Sunday, November 26, 2006

Requirements Concepts

Confusion over product requirements terminology and concepts is pervasive. Companies are producing MRDs, PRDs, and SRSes without even understanding what "requirement" means. Despite this wasteful and unnecessary requirements document proliferation, companies are neglecting key nonfunctional requirements.

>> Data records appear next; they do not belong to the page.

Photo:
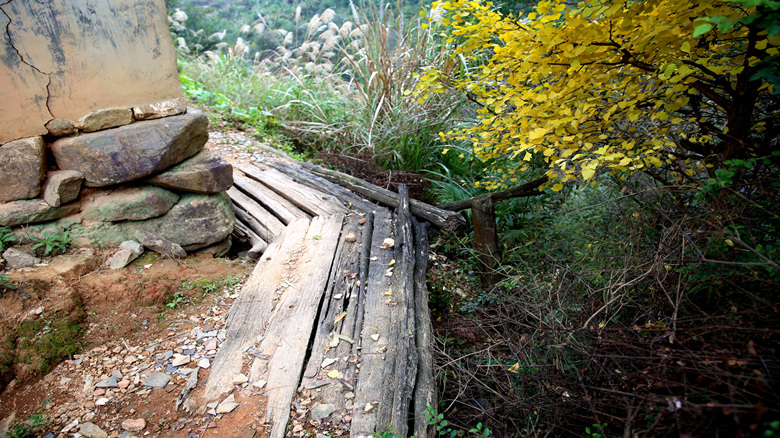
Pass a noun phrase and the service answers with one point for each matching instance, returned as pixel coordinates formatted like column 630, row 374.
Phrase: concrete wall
column 66, row 58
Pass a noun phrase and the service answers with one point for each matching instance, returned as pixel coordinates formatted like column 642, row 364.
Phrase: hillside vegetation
column 637, row 292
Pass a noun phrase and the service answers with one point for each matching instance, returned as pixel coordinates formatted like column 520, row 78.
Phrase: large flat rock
column 195, row 222
column 30, row 211
column 133, row 203
column 135, row 151
column 22, row 168
column 203, row 173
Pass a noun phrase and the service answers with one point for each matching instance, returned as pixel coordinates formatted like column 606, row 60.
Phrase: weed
column 29, row 427
column 6, row 235
column 176, row 300
column 52, row 243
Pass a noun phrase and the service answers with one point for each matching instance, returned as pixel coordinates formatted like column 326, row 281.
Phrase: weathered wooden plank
column 266, row 225
column 401, row 373
column 282, row 208
column 444, row 219
column 314, row 202
column 425, row 387
column 317, row 182
column 251, row 312
column 336, row 325
column 378, row 337
column 291, row 323
column 242, row 231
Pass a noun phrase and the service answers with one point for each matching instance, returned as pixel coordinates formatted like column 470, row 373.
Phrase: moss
column 42, row 344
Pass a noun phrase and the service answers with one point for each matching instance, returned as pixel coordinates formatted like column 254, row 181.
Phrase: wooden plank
column 444, row 219
column 266, row 225
column 384, row 339
column 339, row 320
column 315, row 181
column 314, row 202
column 292, row 321
column 425, row 387
column 242, row 231
column 251, row 312
column 285, row 210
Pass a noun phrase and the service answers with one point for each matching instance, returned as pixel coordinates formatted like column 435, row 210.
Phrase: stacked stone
column 121, row 174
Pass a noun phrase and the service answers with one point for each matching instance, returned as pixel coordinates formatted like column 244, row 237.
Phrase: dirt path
column 154, row 315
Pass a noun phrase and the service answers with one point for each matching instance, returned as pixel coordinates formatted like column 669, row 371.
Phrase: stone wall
column 95, row 136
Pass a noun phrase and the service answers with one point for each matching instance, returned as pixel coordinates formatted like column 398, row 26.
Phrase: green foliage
column 5, row 283
column 177, row 299
column 31, row 426
column 6, row 235
column 52, row 243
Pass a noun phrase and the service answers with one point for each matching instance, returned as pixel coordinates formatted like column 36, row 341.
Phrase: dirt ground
column 73, row 322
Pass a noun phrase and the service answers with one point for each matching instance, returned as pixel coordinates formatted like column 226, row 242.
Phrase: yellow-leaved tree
column 611, row 86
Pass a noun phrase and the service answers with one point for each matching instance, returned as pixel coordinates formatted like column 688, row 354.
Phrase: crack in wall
column 21, row 58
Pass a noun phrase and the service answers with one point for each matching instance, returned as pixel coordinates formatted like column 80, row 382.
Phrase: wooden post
column 483, row 216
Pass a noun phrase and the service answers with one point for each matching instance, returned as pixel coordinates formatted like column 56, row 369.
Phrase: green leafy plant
column 6, row 235
column 52, row 243
column 176, row 300
column 28, row 427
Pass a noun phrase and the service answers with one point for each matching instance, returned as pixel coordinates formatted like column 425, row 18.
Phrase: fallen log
column 315, row 181
column 314, row 202
column 444, row 219
column 523, row 190
column 285, row 210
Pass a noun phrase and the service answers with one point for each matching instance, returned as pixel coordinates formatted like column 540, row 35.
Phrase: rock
column 91, row 430
column 134, row 203
column 107, row 383
column 61, row 128
column 132, row 245
column 22, row 168
column 162, row 246
column 179, row 360
column 314, row 384
column 102, row 401
column 320, row 411
column 74, row 265
column 134, row 424
column 197, row 221
column 157, row 380
column 240, row 379
column 166, row 108
column 105, row 119
column 227, row 405
column 32, row 211
column 62, row 187
column 122, row 258
column 204, row 173
column 135, row 151
column 18, row 259
column 218, row 249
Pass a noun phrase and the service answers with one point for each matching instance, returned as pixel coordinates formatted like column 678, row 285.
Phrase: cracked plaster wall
column 64, row 59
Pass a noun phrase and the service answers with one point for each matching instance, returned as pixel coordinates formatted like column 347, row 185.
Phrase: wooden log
column 334, row 332
column 314, row 202
column 389, row 356
column 441, row 218
column 377, row 323
column 266, row 225
column 425, row 387
column 315, row 181
column 249, row 314
column 285, row 210
column 242, row 231
column 291, row 324
column 523, row 190
column 483, row 215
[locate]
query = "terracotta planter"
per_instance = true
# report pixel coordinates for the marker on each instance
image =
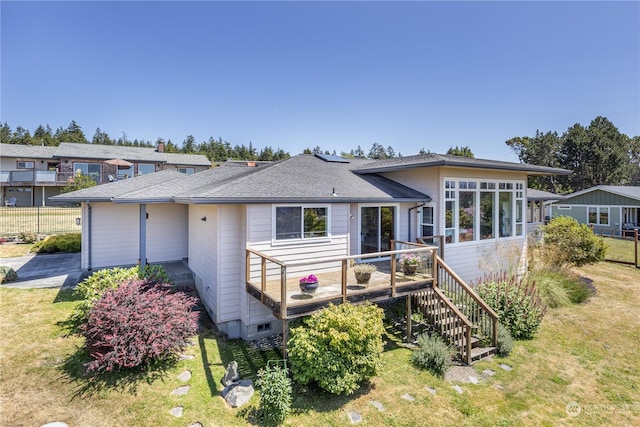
(409, 270)
(309, 287)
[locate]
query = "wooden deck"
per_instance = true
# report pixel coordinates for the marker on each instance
(331, 289)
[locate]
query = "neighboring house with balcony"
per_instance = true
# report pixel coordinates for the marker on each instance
(32, 174)
(250, 231)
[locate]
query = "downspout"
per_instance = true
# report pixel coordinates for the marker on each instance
(409, 217)
(88, 225)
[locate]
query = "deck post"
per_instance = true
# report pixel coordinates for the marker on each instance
(285, 338)
(344, 281)
(409, 325)
(283, 292)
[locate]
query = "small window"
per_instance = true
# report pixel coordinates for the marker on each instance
(298, 222)
(25, 165)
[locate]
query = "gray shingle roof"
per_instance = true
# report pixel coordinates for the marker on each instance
(132, 154)
(27, 151)
(620, 190)
(432, 159)
(107, 192)
(303, 178)
(533, 194)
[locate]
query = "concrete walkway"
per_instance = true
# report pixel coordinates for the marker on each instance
(45, 270)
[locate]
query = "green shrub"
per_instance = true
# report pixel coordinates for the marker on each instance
(566, 243)
(338, 347)
(27, 237)
(561, 288)
(7, 274)
(505, 341)
(70, 243)
(94, 287)
(432, 354)
(275, 394)
(517, 303)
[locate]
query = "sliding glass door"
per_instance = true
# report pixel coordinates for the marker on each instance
(377, 228)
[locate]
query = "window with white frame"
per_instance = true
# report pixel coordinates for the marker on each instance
(483, 209)
(301, 222)
(598, 215)
(25, 165)
(93, 170)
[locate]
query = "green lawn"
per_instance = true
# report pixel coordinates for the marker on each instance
(585, 354)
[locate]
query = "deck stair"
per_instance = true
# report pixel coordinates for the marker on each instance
(459, 315)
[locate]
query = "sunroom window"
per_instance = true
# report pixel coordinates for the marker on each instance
(482, 210)
(300, 222)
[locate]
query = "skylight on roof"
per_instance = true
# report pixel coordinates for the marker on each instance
(332, 158)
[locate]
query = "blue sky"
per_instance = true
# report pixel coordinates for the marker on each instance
(292, 75)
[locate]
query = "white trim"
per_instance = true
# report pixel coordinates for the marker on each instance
(302, 239)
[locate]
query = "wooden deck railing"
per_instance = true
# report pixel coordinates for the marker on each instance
(263, 272)
(467, 301)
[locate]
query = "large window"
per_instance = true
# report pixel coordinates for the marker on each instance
(301, 222)
(598, 215)
(90, 169)
(146, 168)
(482, 210)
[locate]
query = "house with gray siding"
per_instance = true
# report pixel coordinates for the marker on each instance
(605, 207)
(240, 224)
(31, 174)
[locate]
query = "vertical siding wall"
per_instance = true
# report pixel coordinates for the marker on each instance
(203, 254)
(167, 232)
(114, 234)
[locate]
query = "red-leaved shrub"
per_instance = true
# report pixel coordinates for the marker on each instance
(138, 323)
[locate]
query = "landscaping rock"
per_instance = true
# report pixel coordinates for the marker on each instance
(231, 374)
(238, 393)
(377, 405)
(408, 397)
(354, 417)
(181, 391)
(185, 376)
(177, 411)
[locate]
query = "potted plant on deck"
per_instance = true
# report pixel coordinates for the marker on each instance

To help educate the product management and development community, I have put together a comprehensive model of concepts relating to requirements. To view or download the conceptual model, click here. (See my post on conceptual models if you have trouble understanding the diagram.)

A sampling of the terms that the conceptual model explicates:

  • functional requirement
  • nonfunctional requirement
  • attribute
  • constraint
  • metric
  • specification
  • condition
  • user
  • stakeholder
  • use case
You are free to distribute, copy, or print out the diagram, but please do not remove the copyright information on the bottom right. And if you repost the diagram to your blog or web site, please do so by linking to the one hosted at Cauvin, Inc.

4 Comments:

At Fri Jan 26, 11:46:00 AM 2007 , Blogger Leonard.Sadauskas said...

Where in your Requirements Concept would I identify my need/problem to reduce my operating costs and that by investing in a new application, say an ERP, I will achieve a Return on Investment such that my operating costs will be reduced by 30% within 2 years.

 
At Tue Jan 30, 09:23:00 AM 2007 , Blogger Roger L. Cauvin said...

Leonard, in the example, it sounds like excessive operating costs are the problem.

If the problem we commit to solving is

"Annual operating costs exceed x."

Then the requirement is

"Use of the product shall result in annual operating costs not to exceed x."

But in all likelihood we wouldn't commit to solving this problem. Instead, we would identify a lower-level set of problems such as:

"The amount of time spent planning resources exceeds x hours per month."

and

"The frequency of non-optimal resource planning decisions exceeds x per month."

Then the functional requirement would be:

"The product shall enable the user to plan resources."

And among the nonfunctional requirements would be:

"For users with profile y and resource profile z, the amount of time spent planning resources shall not exceed x hours per month."

and

"For users with profile y and resource profile z, the frequency of non-optimal resource planning decisions shall not exceed x per month."

 
At Wed Feb 07, 04:54:00 PM 2007 , Blogger Jules said...

You might like to check out the BA BOK at theiiba.org. I would describe your definition as a tailoring of the IIBA definition - which means it is made more useful for the situation you are in.

 
At Fri Feb 09, 11:33:00 PM 2007 , Blogger Roger L. Cauvin said...

Jules, thanks for pointing me to the BABoK document. The definition of "requirement" is essentially similar to the IEEE definition. The difference between my definition and the BABoK/IEEE definition is the insertion of the "least stringent" wording.

Without the "least stringent" part, virtually any condition - including detailed design specifications - could be requirements. See here for details.